Concepts: Feasible Region of Solution, Unbounded Solution, Redundant Constraint, Infeasible Solution, Alternative Optima

Solve applied mathematics during a graphical way

Linear programming is often solved in multiple ways. During this section, we'll check out graphical thanks to solve applied mathematics. This method is employed to unravel two-variable applied mathematics. If you've got only two decision variables, you would like to use a graphical method to seek out the simplest solution.

The graphical method formulates a group of linear inequalities that are subject to constraints. The inequality is then plotted on the XY plane. If you plot all the inequalities on a graph, the intersecting regions offer you a feasible region. The Feasible region describes all the values a model can take. And it also gives us the simplest solution.

Let's understand this with an example.

Example: A farmer recently acquired 110 hectares of land. He decided to grow wheat and barley there. The standard of the sun and therefore the excellent climate of the region allow us to sell all wheat and barley products. He wants to understand the way to plant each variety on 110 hectares, taking under consideration costs, net, and labor requirements, consistent with the info shown below.

The farmer's budget is US $ 10,000 and 1,200 man-days are available during the design period. Find the optimal solution and value.

Solution: to unravel this problem, first create a applied mathematics method.

Formulation of linear problems

Step 1: Identify the coefficient of determination

Total area for growing wheat = X (hectare)

Total area for growing barley = Y (hectare)

X and Y are my coefficients of determination.

Step 2: Write the target function

As we can sell products from the whole land to the market. The farmer will want to maximize the profits of his total product. You’ll tend internet profit of both wheat and barley. Farmers earn a net income of $ 50 per hectare of wheat and $ 120 per hectare of barley.

Our objective function (given by Z) is up to Z = 50X + 120Y.

Step 3: Write constraints 

1. The entire budget of farmers is estimated to be US $ 10,000. The value of manufacturing wheat and barley per hectare is additionally given to us. There’s an upper limit to the entire cost a farmer can spend. Therefore, the equation is:

100X + 200Y ≤ 10,000

2. The subsequent constraint is that the upper limit of availability of total man-hours during the design period. The entire number of construction days available is 1200. As shown within the table, the man-hours per hectare of wheat and barley are shown.

10X + 30Y ≤ 1200

3. The third constraint is that the total acreage present within the plantation. The entire area available is 110 hectares. Therefore, the equation is:

X + Y ≤ 110

Step 4: Non-negative limit

The X and Y values are greater than or adequate to 0. to not mention this.

X ≥ 0, Y ≥ 0

We have formulated a applied mathematics method. it is time to unravel it.

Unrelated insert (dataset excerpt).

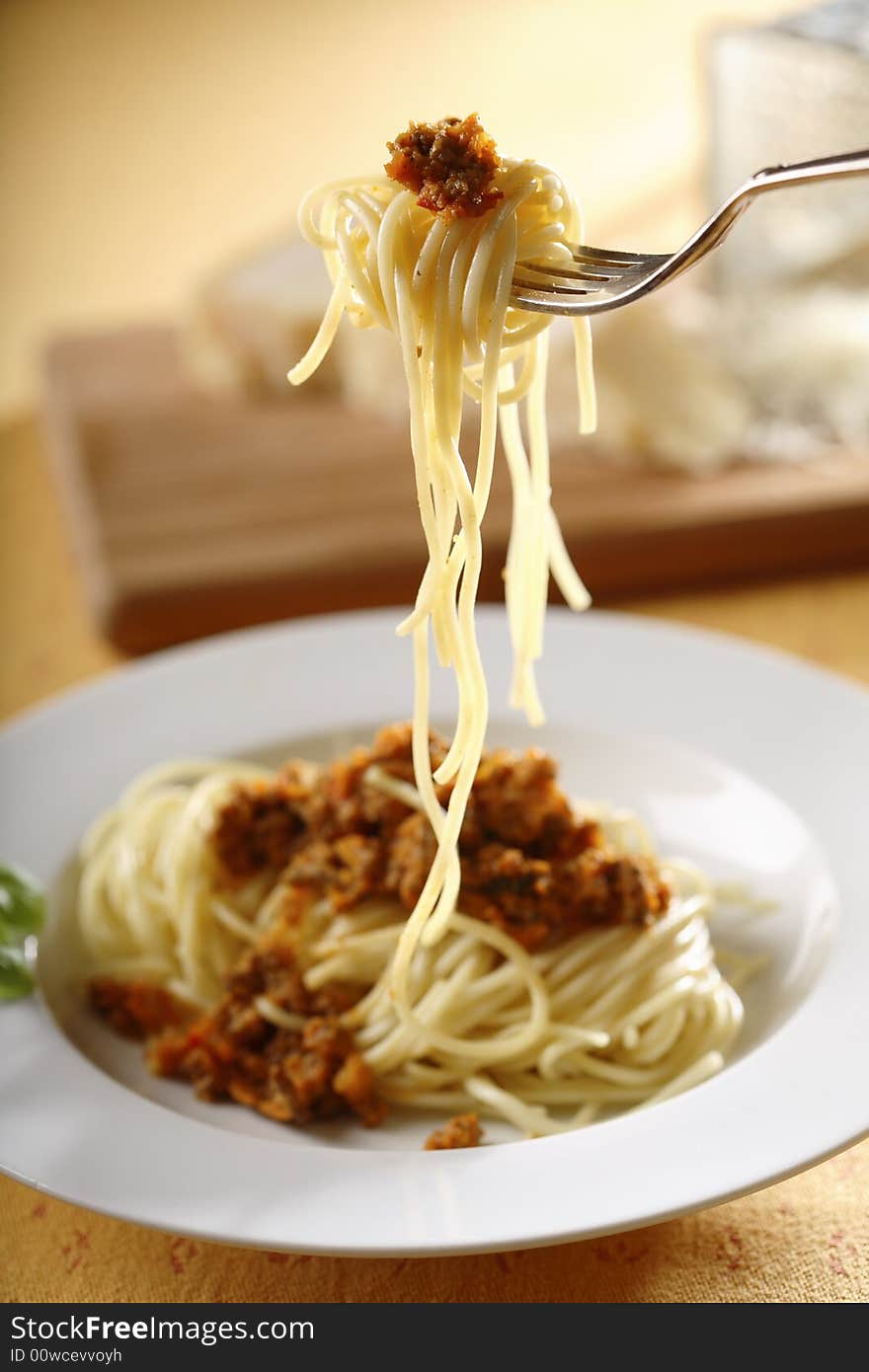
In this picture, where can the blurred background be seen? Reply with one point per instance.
(154, 294)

Solve LP during a graphical way

We know that X, Y ≥ 0, so consider only the primary quadrant.

To plot the graph of the above equations, first simplify all the equations.

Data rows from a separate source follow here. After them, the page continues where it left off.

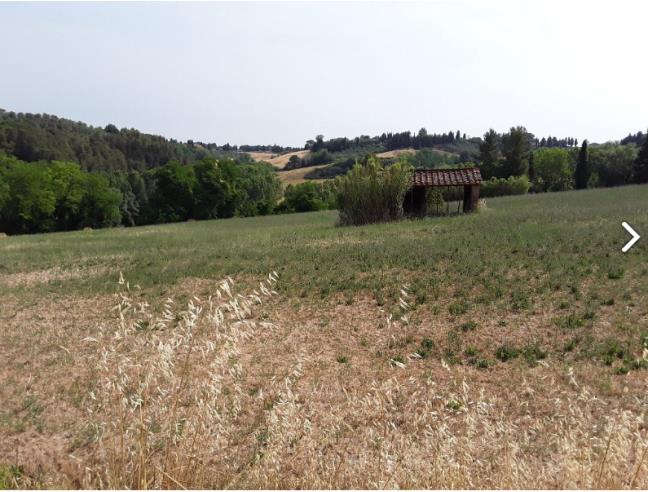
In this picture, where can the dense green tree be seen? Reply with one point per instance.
(69, 185)
(32, 200)
(641, 164)
(515, 148)
(173, 198)
(489, 155)
(531, 172)
(261, 187)
(582, 174)
(100, 203)
(612, 164)
(553, 170)
(304, 197)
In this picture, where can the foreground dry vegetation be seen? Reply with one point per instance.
(244, 382)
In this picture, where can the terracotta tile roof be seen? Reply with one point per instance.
(446, 177)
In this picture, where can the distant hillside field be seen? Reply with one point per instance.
(277, 160)
(395, 153)
(296, 176)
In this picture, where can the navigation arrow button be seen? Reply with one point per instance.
(633, 233)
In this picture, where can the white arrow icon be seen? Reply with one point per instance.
(633, 233)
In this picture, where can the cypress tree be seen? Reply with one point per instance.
(531, 168)
(641, 164)
(581, 176)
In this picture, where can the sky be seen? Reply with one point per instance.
(281, 73)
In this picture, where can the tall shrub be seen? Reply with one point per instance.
(371, 193)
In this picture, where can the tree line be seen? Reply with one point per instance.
(558, 168)
(59, 196)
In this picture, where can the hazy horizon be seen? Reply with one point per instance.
(265, 73)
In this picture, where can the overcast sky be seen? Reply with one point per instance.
(284, 72)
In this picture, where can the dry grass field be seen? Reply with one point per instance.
(504, 349)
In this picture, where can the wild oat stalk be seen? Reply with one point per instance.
(159, 403)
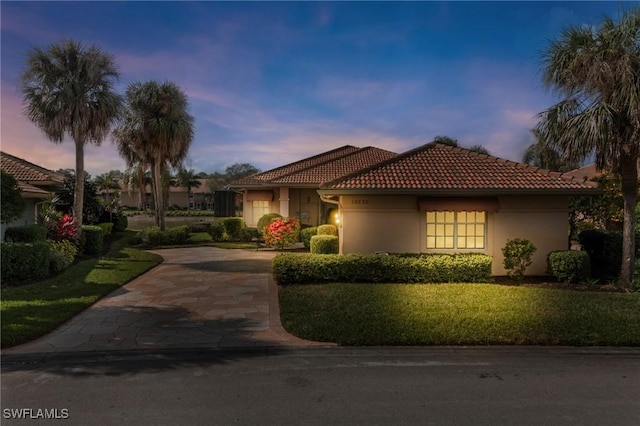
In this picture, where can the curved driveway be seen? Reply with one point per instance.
(200, 297)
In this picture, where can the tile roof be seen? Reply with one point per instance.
(445, 168)
(25, 171)
(320, 168)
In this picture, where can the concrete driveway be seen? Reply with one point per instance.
(200, 297)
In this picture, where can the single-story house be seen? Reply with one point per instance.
(291, 190)
(36, 184)
(444, 199)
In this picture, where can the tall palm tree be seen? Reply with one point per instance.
(157, 127)
(187, 179)
(68, 90)
(597, 72)
(546, 156)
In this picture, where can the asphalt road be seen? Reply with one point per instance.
(328, 386)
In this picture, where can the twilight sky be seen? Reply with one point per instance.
(270, 83)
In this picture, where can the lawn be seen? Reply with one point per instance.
(459, 314)
(33, 310)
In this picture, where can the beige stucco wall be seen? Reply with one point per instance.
(394, 224)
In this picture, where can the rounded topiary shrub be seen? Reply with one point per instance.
(569, 266)
(306, 235)
(324, 244)
(327, 230)
(265, 220)
(216, 230)
(92, 238)
(25, 234)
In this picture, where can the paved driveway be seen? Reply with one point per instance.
(201, 297)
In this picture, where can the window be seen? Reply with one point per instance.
(456, 230)
(260, 208)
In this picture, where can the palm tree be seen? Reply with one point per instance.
(187, 179)
(68, 90)
(158, 129)
(546, 156)
(597, 72)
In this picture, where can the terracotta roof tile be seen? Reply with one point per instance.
(441, 167)
(25, 171)
(320, 168)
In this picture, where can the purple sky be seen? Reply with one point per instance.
(270, 83)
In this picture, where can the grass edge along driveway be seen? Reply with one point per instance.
(33, 310)
(458, 314)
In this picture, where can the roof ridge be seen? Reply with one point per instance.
(21, 162)
(344, 147)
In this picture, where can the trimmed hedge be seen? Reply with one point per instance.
(306, 234)
(92, 240)
(153, 236)
(371, 268)
(232, 227)
(25, 234)
(569, 266)
(216, 230)
(107, 227)
(327, 230)
(24, 261)
(324, 244)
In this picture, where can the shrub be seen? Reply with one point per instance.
(66, 229)
(355, 268)
(281, 232)
(25, 234)
(199, 237)
(153, 236)
(569, 266)
(249, 234)
(324, 244)
(93, 240)
(517, 257)
(176, 235)
(107, 227)
(216, 230)
(306, 235)
(232, 227)
(327, 230)
(120, 222)
(24, 261)
(605, 251)
(265, 220)
(63, 253)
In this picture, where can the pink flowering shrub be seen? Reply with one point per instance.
(66, 229)
(281, 232)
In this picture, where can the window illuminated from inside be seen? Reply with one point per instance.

100X + 200Y ≤ 10,000 are often simplified to X + 2Y ≤ 100 by dividing by 100.

10X + 30Y ≤ 1200 are often simplified to X + 3Y ≤ 120 by dividing by 10.

The third equation may be a simplified sort of X + Y ≤ 110. Plot the primary two lines on the graph in quadrant 1 (see below)

Optimal feasible solutions are achieved at intersections where budget and man-hour constraints are active. This suggests that the purpose where the equations X + 2Y ≤ 100 and X + 3Y ≤ 120 intersect gives the optimal solution.

The values of X and Y that give the optimal solution are (60,20).

To increase profits, farmers got to manufacture wheat and barley on 60 hectares and 20 hectares of land, respectively.

The biggest profit the corporate gets is

Maximum Z = 50 * (60) + 120 * (20)

= US $ 5400

Solve the following LPP graphically-

Maximize-

Subject to the constraints-

Sol.

Change the given constraints into equations-

The line   meets the x-axis at the point A(10,0) and meets the y-axis at the point B(0,5). Join A and B to get the graph for the line.             

Hence origin (0,0) satisfies the inequality so that half plane containing the origin represent the solution set of .

And

The line meets the x-axis at the point C(5,0) and meets the y-axis at the point D(0,15). Join C and D to get the graph for the line.

Hence origin (0,0) satisfies the inequality   so that half plane containing the origin represent the solution set of.

Now all the points in first quadrant satisfies  .

So that first quadrant is the region represented by

Hence the region OCEBO satisfies all the inequalities.

And each point on the region is the feasible solution of the problem.

Feasible solution-

Here in this problem the feasible solution is (5,0), (4,3) and (0,5).

Now we can obtain the optimal solution of the problem.

As we know that any point in the feasible region that gives the optimal value is called an optimal solution.

The value of the objective function at corner points of the feasible region is given below-

Here we see that the maximum value of Z is 18.

Find the maximum value of Z = 2x + 3y subject to the constraints-

Sol.

Any point (x,y) satisfying the conditions lies in the first quadrant only.

Also since the desired point (x,y) lies within the convex region ABCDE.

Its vertices are A(3,3), B(20,3), C(20,10), D(18,12) and E(12,12).

The value of Z at these points are-

Z(A) = 15

Z(B) = 49

Z(C) = 70

Z(D) = 72

Z(E) = 60

Here 72 is the maximum value which is at D.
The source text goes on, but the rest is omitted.